I mixed those up for way too long.
When I first signed up for a 100 Mbps connection, I thought Steam would download at 100 MB/s. Instead I kept seeing around 10 to 12 MB/s, and I was convinced my ISP was pulling something shady or my PC had some weird bottleneck.
What fixed it for me was realizing Mbps and MB/s do not mean the same thing.
- Mbps means megabits per second
- MB/s means megabytes per second
The letter case is the part I missed. Lowercase b and uppercase B change the unit.
There are 8 bits in 1 byte, so if you want a rough conversion from Mbps to MB/s, divide by 8.
The numbers line up like this:
- 100 Mbps internet works out to about 12.5 MB/s at the top end
- 1 Gbps internet works out to about 125 MB/s at the top end
After I learned that, all the speeds I was seeing made sense.
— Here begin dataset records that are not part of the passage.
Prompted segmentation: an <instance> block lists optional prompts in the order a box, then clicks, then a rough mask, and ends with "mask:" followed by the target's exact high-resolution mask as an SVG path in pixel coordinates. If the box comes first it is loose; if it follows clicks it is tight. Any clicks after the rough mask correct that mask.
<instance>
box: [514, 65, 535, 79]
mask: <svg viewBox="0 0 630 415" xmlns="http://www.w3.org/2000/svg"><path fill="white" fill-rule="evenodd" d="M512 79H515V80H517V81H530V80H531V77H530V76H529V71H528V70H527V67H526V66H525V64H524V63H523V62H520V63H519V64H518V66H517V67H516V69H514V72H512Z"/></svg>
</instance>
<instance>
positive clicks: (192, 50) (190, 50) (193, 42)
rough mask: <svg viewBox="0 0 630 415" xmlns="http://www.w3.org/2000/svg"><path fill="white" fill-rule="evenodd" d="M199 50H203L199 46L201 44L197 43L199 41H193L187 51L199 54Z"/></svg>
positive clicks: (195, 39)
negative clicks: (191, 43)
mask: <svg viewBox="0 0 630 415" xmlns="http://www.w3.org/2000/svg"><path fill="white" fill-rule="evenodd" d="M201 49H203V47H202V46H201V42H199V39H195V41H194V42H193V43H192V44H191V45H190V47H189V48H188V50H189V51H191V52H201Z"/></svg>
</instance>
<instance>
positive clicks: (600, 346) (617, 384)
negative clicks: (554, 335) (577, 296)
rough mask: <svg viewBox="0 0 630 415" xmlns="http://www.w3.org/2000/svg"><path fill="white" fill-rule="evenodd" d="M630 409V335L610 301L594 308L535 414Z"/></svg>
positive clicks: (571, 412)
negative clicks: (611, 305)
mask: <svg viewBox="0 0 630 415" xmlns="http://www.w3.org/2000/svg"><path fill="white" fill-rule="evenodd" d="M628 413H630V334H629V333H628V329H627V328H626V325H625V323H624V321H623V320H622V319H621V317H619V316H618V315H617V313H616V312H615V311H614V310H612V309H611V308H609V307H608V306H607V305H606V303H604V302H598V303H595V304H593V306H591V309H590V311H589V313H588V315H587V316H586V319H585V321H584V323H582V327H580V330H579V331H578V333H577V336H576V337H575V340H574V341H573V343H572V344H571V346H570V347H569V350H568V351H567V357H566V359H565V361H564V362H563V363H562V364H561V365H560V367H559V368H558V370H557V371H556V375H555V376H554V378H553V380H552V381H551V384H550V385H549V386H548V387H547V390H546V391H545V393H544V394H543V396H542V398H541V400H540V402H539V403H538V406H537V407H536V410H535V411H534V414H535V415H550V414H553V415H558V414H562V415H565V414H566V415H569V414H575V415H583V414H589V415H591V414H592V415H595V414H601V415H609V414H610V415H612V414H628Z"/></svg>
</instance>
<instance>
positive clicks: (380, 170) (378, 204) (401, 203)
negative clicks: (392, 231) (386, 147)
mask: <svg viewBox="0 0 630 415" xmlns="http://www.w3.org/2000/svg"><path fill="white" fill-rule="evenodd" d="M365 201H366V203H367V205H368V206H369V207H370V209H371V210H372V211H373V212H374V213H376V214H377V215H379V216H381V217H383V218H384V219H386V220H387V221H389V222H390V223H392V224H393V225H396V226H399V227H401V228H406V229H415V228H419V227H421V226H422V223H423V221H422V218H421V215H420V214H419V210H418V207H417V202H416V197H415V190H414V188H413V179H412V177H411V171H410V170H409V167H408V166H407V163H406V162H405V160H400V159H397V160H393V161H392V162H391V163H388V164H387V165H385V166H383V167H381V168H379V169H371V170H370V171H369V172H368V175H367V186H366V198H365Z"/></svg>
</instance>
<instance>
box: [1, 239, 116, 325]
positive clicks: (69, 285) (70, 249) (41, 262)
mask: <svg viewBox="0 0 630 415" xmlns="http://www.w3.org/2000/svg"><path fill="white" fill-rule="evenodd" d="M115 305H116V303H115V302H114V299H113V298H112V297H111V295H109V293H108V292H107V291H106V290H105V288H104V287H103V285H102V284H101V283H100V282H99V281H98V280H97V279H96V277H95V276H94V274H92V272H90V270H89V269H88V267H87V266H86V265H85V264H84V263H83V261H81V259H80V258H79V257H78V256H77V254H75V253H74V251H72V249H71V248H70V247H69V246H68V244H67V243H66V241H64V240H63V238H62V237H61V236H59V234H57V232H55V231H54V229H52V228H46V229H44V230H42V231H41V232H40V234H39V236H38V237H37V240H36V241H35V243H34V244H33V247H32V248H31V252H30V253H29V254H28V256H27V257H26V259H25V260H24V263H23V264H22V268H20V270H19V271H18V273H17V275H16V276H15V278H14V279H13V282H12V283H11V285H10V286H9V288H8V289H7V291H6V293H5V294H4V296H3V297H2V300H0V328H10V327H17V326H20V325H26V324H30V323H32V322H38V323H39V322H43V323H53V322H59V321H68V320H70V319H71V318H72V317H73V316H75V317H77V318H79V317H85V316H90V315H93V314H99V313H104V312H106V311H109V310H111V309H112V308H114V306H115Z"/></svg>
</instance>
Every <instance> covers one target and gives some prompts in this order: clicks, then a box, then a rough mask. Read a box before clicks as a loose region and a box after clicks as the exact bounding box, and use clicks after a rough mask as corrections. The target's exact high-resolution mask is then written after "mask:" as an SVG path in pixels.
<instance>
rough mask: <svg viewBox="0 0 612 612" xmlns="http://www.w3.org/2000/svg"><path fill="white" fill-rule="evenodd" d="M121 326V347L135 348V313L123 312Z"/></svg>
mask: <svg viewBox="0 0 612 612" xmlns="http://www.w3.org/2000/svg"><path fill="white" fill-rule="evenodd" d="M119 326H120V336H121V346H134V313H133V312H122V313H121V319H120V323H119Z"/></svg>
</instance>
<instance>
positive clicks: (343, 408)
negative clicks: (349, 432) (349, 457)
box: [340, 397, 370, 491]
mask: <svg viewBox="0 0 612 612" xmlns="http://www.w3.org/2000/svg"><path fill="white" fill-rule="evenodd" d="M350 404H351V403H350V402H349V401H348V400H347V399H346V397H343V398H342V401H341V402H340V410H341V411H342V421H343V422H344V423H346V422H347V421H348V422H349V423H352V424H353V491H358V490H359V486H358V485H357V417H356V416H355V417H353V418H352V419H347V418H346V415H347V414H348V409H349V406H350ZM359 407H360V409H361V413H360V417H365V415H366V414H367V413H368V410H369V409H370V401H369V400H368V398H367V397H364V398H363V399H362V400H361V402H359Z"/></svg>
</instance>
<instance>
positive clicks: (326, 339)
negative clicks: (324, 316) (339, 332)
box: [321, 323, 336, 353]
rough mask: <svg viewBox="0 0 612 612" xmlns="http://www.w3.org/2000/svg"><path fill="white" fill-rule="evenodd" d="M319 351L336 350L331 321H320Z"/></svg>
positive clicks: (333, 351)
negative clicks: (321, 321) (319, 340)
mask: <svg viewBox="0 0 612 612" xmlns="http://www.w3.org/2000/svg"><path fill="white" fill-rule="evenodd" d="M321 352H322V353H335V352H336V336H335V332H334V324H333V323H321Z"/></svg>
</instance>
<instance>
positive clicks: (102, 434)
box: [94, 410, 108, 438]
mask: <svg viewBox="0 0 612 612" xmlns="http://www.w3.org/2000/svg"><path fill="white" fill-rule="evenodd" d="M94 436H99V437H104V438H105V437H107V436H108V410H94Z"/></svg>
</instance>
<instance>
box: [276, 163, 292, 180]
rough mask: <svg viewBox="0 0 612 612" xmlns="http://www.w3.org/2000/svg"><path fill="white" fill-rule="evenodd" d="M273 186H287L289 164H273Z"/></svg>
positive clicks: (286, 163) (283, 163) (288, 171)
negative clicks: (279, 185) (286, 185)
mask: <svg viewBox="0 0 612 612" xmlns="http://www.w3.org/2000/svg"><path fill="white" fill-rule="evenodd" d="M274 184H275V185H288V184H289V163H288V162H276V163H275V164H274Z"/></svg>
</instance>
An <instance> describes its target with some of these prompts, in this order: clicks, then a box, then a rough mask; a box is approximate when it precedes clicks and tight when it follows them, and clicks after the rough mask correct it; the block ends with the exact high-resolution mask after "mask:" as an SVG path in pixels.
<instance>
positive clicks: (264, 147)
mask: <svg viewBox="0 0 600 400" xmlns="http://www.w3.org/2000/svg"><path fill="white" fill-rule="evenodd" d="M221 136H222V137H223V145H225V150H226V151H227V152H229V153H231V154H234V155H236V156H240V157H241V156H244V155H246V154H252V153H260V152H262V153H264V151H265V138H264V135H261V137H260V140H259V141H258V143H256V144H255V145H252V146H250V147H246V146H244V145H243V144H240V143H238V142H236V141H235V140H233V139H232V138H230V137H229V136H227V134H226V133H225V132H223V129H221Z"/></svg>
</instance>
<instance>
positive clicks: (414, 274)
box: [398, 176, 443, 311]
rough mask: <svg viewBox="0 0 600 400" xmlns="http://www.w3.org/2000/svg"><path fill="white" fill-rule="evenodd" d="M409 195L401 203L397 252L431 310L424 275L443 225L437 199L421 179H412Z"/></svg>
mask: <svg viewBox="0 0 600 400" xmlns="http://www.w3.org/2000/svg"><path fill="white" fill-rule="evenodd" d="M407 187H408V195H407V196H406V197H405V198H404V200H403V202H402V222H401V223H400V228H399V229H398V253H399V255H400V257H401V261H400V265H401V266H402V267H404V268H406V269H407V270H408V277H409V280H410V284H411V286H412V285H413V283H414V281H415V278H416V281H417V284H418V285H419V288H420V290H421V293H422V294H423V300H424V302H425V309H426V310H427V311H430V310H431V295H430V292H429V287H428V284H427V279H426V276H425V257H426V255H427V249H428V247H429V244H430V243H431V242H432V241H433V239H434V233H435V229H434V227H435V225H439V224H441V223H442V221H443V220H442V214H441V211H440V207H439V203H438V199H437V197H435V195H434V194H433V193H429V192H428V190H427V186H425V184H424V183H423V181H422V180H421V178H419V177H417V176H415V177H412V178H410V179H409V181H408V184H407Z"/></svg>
Nothing was broken. I was reading two different units and expecting them to match.
A lot of the confusion comes from ISPs listing plans in Mbps, while Steam, browsers, and torrent apps often show transfers in MB/s. So your advertised speed and your download window look different even when everything is fine.
I’ve seen loads of people run into this late. It’s one of those small tech details nobody explains until you trip over it yourself.
The little memory trick I use now:
- lowercase b, bit, smaller unit
- uppercase B, byte, bigger unit
If you want proof this trips up plenty of people, here’s the same discussion on Reddit: Reddit thread
You likely misread the units, but there is one extra detail people skip.
@mikeappsreviewer is right on the bit vs byte part. ISP plans use megabits per second. Many apps show megabytes per second. So 200 Mbps internet tops out around 25 MB/s in perfect conditions.
The part I disagree on a little is the word top end. You almost never sit right on it. Real downloads lose some speed to protocol overhead, server limits, Wi-Fi issues, and disk speed. So a 100 Mbps line showing 9 to 11 MB/s is often fine. 12.5 MB/s is the math ceiling, not the normal every-second result.
Quick checks:
100 Mbps = 12.5 MB/s
300 Mbps = 37.5 MB/s
500 Mbps = 62.5 MB/s
1000 Mbps = 125 MB/s
If your speed test shows 300 Mbps, but Steam shows 35 MB/s, taht is normal. If it shows 3 MB/s, then somthing is off. Use ethernet first if you want a clean test.
Yeah, the mix-up is almost certainly the units, not your line magically being bad.
@mikeappsreviewer and @mike34 already covered the big point: Mbps is bits, MB/s is bytes, and bytes are 8x bigger. That part trips up tons of people. Where I’d add a little nuance is this: people act like dividing by 8 settles it perfectly, but real downloads are messier than that.
A few things can make a download look ‘slow’ even when the internet is fine:
- the app may be unpacking/installing while downloading
- the server on the other end may be capped
- Wi-Fi can wobble a lot
- some launchers smooth or average the number weirdly
- browser downloads are often slower than speed tests
So if your plan is 200 Mbps, seeing around 20 to 24 MB/s is pretty normal. Seeing exactly 25 all the time would actually be kinda rare tbh.
One more thing people miss: speed tests measure short bursts to nearby fast servers. Actual file downloads depend on a specific server, route, and even your SSD/HDD. So a great speed test does not guarantee maxed-out downloads every time.
Rule of thumb:
- internet plans = Mbps
- file copies/download apps = usually MB/s
If your numbers are off by a factor of about 8, you probably just read it wrong. If they’re off by way more than that, then yeah, start poking at Wi-Fi, router, server limits, or your PC.
Yep, this gets a lot of people.
The part I’d add to what @mike34, @cazadordeestrellas, and @mikeappsreviewer said is that some apps are inconsistent with units too. A launcher might show MB/s in one place, Mbps in another chart, or even cache/write speed instead of pure network speed. So sometimes the number looks “wrong” even when the connection is fine.
A quick sanity check I use:
- If downloads are roughly 1/8 of the ISP plan, that is usually normal
- If they swing wildly, that is often Wi-Fi, app behavior, or the source server
- If speed tests are good but one site is slow, blame the site first, not your internet
I slightly disagree with the idea that every low number means troubleshooting right away. Sometimes a game platform is decrypting files or patching in chunks, and the network graph alone becomes misleading.
Pros of this whole Mbps vs MB/s distinction:
- once you learn it, speed numbers finally make sense
- easier to spot real problems
Cons:
- terrible labeling everywhere
- apps and ISPs rarely explain the difference clearly
So no, your connection may not be slow at all. You probably expected byte speeds from a bit-rated plan.